As a band that helped create a genre as well as equate a city with a sound, EYEHATEGOD has always remained humble anytime words like “legend” were thrown around to describe them. The thing with legends is that they grow stronger in time and over the years, word of mouth has been kind to the band. EYEHATEGOD is bigger now than they ever have been in their twenty-five plus years as a band. Pretty impressive seeing as they haven’t released a full-length album in almost fifteen years. Most people who know the band have a story to tell or they heard a story about the guys. Whether it was them playing nothing but feedback to a bewildered White Zombie crowd during their opening stint for the arena metal band in the mid-nineties, being banned from a certain venue for attacking a promoter with a barstool or cleaning out entire small towns of their drug supply, these stories spread throughout the metal community over the years, usually through a game of one-up-manship, establishing them as one of the most notorious bands around.
Certainly not the first band to be surrounded by myth and lore, EYEHATEGOD‘s staying and growing power ultimately comes from the music. No one riffs like Jimmy Bower and former guitarist Brian Patton, who left the band amicably earlier this year following the birth of his second child. Drummer Joey LaCaze grooved and held it together with numerous bass players throughout the years, doing so impeccably with Gary Mader over the past decade. Singer Mike IX Williams has always been able to encapsulate the ruins of life through his lyrics and vocal delivery. All combined, the music is the most genuine, distressing cacophony of sound around.

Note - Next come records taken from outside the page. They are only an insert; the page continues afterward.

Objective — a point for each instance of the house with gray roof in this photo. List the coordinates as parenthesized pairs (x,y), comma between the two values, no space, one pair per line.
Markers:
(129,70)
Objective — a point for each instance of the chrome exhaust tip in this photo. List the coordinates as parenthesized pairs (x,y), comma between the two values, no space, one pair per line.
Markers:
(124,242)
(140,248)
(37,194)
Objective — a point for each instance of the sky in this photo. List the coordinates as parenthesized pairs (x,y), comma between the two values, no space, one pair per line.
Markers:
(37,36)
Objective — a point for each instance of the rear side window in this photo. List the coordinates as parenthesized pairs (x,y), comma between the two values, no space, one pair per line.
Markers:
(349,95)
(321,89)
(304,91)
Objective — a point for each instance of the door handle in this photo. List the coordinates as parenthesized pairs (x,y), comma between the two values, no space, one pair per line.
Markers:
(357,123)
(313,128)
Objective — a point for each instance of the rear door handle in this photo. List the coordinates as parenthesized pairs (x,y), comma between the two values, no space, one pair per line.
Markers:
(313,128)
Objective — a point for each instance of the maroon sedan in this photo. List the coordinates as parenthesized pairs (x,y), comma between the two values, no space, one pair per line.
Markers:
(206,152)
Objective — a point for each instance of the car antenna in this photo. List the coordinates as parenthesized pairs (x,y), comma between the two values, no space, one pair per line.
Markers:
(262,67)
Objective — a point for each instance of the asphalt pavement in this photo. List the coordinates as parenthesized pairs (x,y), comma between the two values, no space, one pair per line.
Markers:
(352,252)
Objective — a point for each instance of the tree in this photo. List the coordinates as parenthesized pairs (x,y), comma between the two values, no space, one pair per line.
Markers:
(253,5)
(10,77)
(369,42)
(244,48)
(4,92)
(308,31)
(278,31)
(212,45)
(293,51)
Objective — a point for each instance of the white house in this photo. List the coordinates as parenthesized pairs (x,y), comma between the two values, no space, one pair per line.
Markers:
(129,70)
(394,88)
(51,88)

“Black Sabbath mixed with Black Flag with a little bit of Skynyrd and the element of blues thrown in there,” Bower once said of the band’s sound. Today, that style might sound somewhat commonplace. In 1988 it most definitely was not. The band’s second album, 1993’s Take As Needed For Pain is the pinnacle album that other bands of this genre to this day try to reach. Today, EYEHATEGOD sounds as fresh and innovative as ever. When the band released its first new track in over a decade, “New Orleans Is The New Vietnam,” it was clear that nothing about the band had changed. They were touring more than ever and used that time and energy to work on an album’s worth of songs. At the end of 2012 they were ready.
The recording process for Eyehategod started with producer Billy Anderson back in the fold (he recorded 1996’s Dopesick). The session saw both producer and band not quite on the same page and at the end, the album was unfinished. A few months later, the band reconvened at longtime friend Phil Anselmo’s home studio with producer Stephen Berrigan (Down). Both Anselmo and Berrigan helped draw out the missing pieces to one of underground metal’s most anticipated albums in years.
An unexpected tragedy occurred shortly upon returning home from a recent five-week European tour in the Fall of 2013: Joey LaCaze passed away due to respiratory failure. An outpouring of condolences and tributes spread online. Enough can’t be said of the loss felt by the band, family and friends. Fortunately, LaCaze’s drum tracks were captured by Anderson and appear on the album, creating the definitive tribute for the member of the band who encapsulated best just what EYEHATEGOD was all about; seriously not taking yourself too seriously. New Orleans native, Aaron Hill (Mountain Of Wizard, Missing Monuments), took over for Joseph LaCaze without missing a beat, both figuratively and literally. The band hit the road after wrapping up the record and have been on their most intensive touring cycle ever since.